Of course the everyday Creationist victim you're likely to encounter at work, church, or school, will sometimes pipe up with "Why aren't dogs evolving into whales now, right now, before my very eyes?" Well obviously the question is loaded: Dogs did not evolve into whales in the first place and any future evolution is not going to produce a creature exactly like whales. Nor would the scope of human life permit such an observation. But we certainly have all kinds of examples of clearly terrestrial creatures which appear to be caught in mid evolution in various states of marine adaptivity, changing forms from land dwellers to water dwellers. Seals, walruses, sea otters, beavers, and Penguins, just to name a few, come to mind. Given the opportunity and time, any one of those groups could go on to become fully aquatic and get as big as a diesel rig, just like the descendants of ambulocetus did.

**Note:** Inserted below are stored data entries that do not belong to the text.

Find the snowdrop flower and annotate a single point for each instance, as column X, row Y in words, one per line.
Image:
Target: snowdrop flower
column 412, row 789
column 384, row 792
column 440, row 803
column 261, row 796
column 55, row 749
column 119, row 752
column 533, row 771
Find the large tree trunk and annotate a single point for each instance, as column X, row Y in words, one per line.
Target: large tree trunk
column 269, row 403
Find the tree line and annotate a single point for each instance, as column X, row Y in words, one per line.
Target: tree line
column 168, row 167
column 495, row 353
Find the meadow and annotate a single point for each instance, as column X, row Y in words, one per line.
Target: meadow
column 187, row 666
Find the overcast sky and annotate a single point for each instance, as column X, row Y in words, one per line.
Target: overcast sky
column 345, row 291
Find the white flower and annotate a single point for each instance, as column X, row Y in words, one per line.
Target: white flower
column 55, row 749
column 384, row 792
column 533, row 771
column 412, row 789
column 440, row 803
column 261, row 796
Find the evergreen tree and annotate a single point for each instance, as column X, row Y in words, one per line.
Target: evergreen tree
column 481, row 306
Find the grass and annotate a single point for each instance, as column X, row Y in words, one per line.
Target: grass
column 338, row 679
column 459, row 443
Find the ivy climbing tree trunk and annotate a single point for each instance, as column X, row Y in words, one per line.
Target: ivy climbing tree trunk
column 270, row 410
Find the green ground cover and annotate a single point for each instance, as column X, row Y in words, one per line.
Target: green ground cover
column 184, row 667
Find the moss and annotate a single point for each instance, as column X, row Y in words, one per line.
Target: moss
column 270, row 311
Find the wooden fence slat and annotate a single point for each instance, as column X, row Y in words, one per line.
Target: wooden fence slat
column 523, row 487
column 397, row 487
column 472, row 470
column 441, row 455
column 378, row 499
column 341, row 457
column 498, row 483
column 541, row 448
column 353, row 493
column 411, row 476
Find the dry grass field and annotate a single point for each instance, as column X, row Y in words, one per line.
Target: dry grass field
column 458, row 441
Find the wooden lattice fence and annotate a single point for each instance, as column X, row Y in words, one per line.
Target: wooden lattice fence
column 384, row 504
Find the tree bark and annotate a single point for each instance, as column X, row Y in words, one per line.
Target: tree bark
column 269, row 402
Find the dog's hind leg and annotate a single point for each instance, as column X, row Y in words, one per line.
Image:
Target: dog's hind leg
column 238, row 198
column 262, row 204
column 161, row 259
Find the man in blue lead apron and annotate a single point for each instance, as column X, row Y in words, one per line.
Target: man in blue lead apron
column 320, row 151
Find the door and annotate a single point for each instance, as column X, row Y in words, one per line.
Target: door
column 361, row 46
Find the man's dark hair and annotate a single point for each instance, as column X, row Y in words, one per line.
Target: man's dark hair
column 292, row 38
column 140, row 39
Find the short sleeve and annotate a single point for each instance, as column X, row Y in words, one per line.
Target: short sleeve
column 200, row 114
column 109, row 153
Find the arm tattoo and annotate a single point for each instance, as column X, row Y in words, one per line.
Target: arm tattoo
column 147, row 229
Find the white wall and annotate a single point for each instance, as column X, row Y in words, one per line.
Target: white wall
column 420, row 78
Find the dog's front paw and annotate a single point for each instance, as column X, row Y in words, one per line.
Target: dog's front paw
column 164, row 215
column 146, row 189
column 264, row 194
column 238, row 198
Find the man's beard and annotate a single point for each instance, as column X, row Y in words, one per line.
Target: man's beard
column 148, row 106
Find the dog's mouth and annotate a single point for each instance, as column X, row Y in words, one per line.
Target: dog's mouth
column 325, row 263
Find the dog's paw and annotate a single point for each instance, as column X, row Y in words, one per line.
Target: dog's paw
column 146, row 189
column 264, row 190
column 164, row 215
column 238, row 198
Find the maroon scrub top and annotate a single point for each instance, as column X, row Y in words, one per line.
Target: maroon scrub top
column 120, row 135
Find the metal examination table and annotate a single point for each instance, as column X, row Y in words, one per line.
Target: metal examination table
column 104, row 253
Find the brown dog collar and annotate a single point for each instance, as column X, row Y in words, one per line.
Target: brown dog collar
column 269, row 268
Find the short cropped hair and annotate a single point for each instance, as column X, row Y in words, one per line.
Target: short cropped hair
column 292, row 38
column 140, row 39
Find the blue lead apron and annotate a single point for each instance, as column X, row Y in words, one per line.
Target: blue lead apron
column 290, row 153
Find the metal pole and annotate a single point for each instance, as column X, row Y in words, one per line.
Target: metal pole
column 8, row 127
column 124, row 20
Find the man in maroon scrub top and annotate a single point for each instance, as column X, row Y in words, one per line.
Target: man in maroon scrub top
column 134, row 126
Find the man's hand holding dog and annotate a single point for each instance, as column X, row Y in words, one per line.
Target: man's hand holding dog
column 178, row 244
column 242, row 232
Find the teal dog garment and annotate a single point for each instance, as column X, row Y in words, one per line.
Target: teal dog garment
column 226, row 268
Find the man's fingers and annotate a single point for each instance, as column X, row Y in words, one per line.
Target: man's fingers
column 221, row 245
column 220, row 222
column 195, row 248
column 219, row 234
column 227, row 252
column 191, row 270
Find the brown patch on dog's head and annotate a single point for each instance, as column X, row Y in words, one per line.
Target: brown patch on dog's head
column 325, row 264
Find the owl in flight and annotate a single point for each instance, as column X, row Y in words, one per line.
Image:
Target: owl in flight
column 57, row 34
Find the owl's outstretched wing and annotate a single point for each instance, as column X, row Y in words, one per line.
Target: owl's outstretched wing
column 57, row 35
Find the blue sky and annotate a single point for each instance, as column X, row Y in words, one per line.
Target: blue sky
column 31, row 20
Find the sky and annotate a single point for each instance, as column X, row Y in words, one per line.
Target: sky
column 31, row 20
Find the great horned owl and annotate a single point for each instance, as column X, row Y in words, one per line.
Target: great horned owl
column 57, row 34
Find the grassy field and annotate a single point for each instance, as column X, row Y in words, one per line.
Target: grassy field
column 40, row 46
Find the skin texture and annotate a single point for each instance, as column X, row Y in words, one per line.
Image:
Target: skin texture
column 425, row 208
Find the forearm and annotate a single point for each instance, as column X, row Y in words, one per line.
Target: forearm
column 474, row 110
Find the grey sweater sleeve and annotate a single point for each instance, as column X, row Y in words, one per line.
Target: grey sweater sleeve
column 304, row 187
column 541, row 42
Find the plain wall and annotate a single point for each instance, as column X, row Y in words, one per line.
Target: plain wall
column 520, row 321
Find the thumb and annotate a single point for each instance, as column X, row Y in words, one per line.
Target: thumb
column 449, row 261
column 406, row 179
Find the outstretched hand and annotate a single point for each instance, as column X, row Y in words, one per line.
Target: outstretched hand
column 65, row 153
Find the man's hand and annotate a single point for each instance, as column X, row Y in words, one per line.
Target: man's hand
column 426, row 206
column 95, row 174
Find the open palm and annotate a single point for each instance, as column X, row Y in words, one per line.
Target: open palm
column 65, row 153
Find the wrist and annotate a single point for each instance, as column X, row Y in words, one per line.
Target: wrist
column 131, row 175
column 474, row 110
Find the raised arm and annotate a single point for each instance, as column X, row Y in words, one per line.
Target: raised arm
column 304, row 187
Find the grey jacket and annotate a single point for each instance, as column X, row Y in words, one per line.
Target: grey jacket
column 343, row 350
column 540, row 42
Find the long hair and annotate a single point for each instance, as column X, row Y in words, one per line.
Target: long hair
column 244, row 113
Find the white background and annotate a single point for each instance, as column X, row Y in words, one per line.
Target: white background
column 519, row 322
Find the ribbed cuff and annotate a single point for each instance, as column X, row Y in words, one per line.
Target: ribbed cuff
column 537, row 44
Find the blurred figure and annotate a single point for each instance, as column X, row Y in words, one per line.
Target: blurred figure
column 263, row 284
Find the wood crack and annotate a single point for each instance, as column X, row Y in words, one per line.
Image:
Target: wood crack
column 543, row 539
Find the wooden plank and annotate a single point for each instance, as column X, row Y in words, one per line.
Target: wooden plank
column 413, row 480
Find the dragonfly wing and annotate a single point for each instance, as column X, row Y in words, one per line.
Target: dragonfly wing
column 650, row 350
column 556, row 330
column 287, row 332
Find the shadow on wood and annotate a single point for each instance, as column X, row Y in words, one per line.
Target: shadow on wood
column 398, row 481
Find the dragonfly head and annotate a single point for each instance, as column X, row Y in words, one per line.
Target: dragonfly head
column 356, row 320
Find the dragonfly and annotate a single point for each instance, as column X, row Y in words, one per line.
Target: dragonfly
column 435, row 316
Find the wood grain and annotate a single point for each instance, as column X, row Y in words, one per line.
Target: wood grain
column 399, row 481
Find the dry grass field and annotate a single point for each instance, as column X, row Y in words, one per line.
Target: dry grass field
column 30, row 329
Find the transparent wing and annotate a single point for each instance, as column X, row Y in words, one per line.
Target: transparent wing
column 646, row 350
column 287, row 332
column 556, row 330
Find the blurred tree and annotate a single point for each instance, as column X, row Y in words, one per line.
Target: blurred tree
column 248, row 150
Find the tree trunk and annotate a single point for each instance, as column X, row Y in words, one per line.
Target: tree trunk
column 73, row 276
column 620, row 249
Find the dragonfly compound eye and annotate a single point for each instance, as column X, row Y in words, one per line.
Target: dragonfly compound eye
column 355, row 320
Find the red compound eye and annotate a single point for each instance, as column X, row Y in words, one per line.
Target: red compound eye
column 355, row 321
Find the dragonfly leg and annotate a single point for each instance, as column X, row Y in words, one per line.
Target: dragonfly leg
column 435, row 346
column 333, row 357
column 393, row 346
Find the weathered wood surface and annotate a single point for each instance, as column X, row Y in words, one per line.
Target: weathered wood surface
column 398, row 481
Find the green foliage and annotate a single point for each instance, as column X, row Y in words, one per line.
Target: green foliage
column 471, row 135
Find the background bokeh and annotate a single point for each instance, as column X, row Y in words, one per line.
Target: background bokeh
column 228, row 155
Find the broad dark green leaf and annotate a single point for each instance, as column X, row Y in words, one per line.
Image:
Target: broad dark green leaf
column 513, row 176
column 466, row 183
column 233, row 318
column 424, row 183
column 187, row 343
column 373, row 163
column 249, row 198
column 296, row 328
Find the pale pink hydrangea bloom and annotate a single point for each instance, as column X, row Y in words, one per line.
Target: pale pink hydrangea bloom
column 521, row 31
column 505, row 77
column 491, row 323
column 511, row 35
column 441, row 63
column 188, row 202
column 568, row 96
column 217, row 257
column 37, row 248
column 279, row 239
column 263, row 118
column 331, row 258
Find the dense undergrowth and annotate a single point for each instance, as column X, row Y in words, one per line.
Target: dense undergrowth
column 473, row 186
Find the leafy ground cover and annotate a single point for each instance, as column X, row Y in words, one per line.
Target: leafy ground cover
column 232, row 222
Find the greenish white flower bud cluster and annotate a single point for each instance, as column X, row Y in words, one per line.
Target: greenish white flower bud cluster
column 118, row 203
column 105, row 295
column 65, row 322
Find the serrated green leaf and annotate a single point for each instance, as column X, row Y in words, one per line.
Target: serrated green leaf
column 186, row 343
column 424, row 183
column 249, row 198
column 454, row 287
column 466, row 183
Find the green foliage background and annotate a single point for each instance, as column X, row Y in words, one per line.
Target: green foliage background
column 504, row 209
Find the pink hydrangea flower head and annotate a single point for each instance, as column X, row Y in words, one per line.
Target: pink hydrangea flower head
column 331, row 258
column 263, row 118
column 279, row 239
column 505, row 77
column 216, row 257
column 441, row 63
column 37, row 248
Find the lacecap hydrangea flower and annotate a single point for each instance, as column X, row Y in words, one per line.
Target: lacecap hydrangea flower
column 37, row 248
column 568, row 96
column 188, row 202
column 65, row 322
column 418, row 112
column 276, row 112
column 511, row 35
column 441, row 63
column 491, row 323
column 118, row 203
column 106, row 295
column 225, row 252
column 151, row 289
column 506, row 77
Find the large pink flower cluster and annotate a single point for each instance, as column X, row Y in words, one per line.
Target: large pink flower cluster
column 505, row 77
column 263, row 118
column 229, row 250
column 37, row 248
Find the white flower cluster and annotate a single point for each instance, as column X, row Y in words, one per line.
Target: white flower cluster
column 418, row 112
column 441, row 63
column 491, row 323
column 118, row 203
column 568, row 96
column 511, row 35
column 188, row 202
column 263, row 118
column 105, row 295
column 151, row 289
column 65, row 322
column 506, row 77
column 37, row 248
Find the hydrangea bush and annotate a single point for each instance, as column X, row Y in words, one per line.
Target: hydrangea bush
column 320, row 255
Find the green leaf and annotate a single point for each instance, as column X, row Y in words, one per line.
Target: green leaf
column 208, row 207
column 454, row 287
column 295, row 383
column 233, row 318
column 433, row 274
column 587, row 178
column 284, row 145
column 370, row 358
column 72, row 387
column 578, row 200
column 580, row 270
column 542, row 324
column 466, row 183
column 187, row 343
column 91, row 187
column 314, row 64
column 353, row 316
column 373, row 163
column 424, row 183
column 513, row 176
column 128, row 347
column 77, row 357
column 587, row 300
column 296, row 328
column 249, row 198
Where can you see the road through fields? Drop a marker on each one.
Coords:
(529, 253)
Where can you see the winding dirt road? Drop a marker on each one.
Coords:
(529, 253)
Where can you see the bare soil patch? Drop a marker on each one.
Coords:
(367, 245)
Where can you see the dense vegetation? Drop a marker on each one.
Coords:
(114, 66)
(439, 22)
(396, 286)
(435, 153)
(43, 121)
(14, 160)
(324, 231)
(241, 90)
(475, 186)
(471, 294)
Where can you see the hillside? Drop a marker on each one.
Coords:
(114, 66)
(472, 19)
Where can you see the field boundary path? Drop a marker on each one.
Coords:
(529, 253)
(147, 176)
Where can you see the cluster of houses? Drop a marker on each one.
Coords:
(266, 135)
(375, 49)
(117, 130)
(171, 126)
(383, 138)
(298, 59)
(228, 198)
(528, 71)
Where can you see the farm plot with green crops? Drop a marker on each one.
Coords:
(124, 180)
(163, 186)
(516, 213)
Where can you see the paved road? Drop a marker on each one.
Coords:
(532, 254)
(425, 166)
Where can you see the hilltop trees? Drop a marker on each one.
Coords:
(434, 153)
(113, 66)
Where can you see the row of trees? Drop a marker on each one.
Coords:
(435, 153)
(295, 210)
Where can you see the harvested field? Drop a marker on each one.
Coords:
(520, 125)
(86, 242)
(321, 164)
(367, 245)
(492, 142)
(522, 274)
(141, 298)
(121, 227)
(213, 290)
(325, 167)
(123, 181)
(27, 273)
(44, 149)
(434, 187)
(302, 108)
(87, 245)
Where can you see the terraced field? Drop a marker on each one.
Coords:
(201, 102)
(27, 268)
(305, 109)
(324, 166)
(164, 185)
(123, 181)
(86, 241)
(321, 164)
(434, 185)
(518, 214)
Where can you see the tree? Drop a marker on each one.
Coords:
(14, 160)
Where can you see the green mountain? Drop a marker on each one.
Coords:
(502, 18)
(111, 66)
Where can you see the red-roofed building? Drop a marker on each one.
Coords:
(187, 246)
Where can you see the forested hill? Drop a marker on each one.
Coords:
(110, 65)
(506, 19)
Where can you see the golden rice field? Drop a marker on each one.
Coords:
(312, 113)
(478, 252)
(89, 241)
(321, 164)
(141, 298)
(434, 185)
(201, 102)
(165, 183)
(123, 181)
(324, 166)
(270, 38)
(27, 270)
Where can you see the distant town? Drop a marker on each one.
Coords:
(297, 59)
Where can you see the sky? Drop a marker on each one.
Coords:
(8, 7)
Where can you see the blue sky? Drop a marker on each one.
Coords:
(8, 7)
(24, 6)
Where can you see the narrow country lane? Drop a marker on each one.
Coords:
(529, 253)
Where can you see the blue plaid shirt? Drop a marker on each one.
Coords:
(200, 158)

Top left: Blue Whale Top Right: Sperm Whale Bottom Left: A small pod of Narwhales (Note single tusk in males. It's actually an elongated tooth) Bottom Right: Bowhead Whale with Beluga Whale escort
A few whales and other creatures by size
Enlarge (Hi-res image warning)
Most nations are curbing whaling as an industry. Even the Blue-whale is making something of a comeback. But pollution and over fishing are just as much of a threat to the delicate balance of the marine ecosystem whales depend on as a Japanese Trawler with an explosive tipped harpoon gun.
Whales and their four-limbed ancestors were here long before humans or hominids or even the great apes and monkeys. They rose from the tableau of a shattered world, the smoldering remains of the long lost planet of the dinosaurs. In a little ten million years the grew from the size of antelope to the most massive animals known, and now dominate the ocean in both intelligence and size. They have survived ice ages, continental drift, super-volcanic eruptions, and greenhouse gases. Now they face their biggest threat yet: The fleets of whalers both past and present, and pollution led by the United States headed by a cabal of neo-cons ansd their swindled right-wing Christian followrs who enable them in the belief that God put whales and everything else on this planet to be plundered until the apporaching glorious rapture. Regardless of where they came from and how they evolved, looking forward, our world without whales would be a tragedy; a world poorer, a loss of riches, their extinction at our hands unacceptable.
But we must bear in mind these are wild creatures, born free in an alien three-dimensional realm of deep ocean; they are neither the Demons which tomented Captain Ahab or the tame, gentle giants of Seaworld. They can and have attacked humans, at times for no apparent reason, albeit rarely. And they have saved drowning people, again we have no idea why. They do not exist for crass amusement, but they surely provide us with wonder if observed with respect.
They are mysterious, mostly just curious, and generally harmless. But after their recent experiences with the walking ape, I'd guess what they would really like, if they could speak for themselves, is simply to be left alone.
The ocean is vast, surely big enough for both whales, and ourselves, to co-exist. Maybe that's what this guy is trying to tell us ... If only we could decipher his song.